Since propulsion is one of the primary requirements to lift a human into the sky for flight, it would make sense that an engine could provide that power. Samuel Langley, an astronomer from Boston, designed a steam-powered model called an aerodrome in 1891. It flew for 3/4ths of a mile.
After receiving a grant to build a full-sized aerodrome, Langley's first test crashed. He never made another attempt.
First Powered Flight In a bicycle shop in Dayton, Ohio, two inventors eagerly began testing their ideas about flight. Brothers, Orville and Wilbur Wright, had studied Octave Chanute's 1894 Progress in Flying Machines. The brothers set to work testing their designs, first with gliders. Eventually, they sought to add an engine.
Well I’m off by a month. I’m celebrating anyway.
Has biden claimed that he trained the Wright brothers yet?
https://iment.com/maida/family/father/jackbell/Jack-Bell-Prospector-and-Naturalist-39.htm#hooded1
Early Air Mail Stories
by Jack Bell
Following his service in France in World War I, Jack moved to the lumber town of Verdi, Nevada, just outside of Reno. With an eye for the opportunity, Jack spent a good amount of time at the Verdi airport interviewing the former World War I pilots who were now getting their adrenaline rush by flying the 100 miles between Reno and San Francisco over the Sierra Nevadas, a stretch of mountains that gave no emergency landing spots.
The concept of delivering mail by those new-fangled aeroplanes had taken off worldwide in 1911. For the next seven years, air mail flights were on and off. The first official route in the U.S. was inauguarated May 15, 1918, with the official route being between Washington, Philadelphia and New York.

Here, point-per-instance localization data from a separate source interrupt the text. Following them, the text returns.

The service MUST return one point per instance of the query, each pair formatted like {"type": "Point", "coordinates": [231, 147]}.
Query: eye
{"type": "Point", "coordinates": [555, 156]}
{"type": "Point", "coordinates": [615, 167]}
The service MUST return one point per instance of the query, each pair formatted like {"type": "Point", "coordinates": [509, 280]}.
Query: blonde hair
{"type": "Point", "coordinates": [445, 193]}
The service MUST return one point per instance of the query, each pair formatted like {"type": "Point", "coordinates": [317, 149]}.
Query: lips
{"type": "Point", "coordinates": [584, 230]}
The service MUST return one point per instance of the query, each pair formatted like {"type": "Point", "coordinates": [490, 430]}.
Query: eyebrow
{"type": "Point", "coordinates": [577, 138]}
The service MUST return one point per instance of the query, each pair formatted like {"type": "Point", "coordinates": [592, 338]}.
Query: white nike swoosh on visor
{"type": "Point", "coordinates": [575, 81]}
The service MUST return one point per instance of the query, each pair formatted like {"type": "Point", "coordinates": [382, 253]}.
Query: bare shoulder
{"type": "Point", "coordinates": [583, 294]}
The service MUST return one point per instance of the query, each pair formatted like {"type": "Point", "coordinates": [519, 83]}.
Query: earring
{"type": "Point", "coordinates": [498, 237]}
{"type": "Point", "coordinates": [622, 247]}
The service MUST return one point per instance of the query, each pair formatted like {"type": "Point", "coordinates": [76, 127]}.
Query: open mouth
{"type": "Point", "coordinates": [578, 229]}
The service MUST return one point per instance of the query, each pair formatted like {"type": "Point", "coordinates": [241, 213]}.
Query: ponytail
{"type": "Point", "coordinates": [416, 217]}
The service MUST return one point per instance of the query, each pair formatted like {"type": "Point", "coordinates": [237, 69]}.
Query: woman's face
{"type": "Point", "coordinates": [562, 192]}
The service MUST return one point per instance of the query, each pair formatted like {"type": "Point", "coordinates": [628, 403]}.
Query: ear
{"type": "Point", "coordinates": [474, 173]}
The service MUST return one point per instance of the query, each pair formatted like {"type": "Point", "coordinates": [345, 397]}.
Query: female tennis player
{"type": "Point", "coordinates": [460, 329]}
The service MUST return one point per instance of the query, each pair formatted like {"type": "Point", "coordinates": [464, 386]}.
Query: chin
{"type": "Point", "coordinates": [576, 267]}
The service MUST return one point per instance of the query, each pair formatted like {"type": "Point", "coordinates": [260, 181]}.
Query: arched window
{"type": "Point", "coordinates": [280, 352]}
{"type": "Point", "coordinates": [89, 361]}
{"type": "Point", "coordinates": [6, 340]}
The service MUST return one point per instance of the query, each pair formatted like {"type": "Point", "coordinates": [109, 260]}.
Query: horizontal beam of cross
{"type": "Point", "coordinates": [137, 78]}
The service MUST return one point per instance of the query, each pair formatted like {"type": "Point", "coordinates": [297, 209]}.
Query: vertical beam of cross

Some two years later, Eddie Rickenbocker designed a 13 city route that would move the mail from New York City to San Francisco. Reno was one of those cities. Two years into the new airmail service, Jack began his series of feature articles on the daring exploits of these young heros, published first in the Nevada State Journal, and then reprinted in the Oakland Tribune.
Aviation Ping...................a month early..................
That’s ok, it’s something other than what’s going on. The EAA should be starting soon. We get all sorts of planes flying in around here, overflow. Once, a stealth bomber flew right over my house, very low. It was so cool.
But it had better be DEI-compliant!
Regards,
Darn...beat me to it. I was going to ask if he will fondly recall witnessing that first flight on December 17, 1903.
Great minds, why should we not think otherwise?
The F4U Corsair - one of my favorite WW2 planes.
Ab yes, powered flight, an endeavor heavily sprinkled with black lesbians. They should make a movie…
Alberto Santos-Dumont demonstrated successful powered flight in 1901 as he flew around the Eiffel Tower. And even earlier Ferdinand von Zeppelin made a flight in October 1900 powered boy internal combustion engines.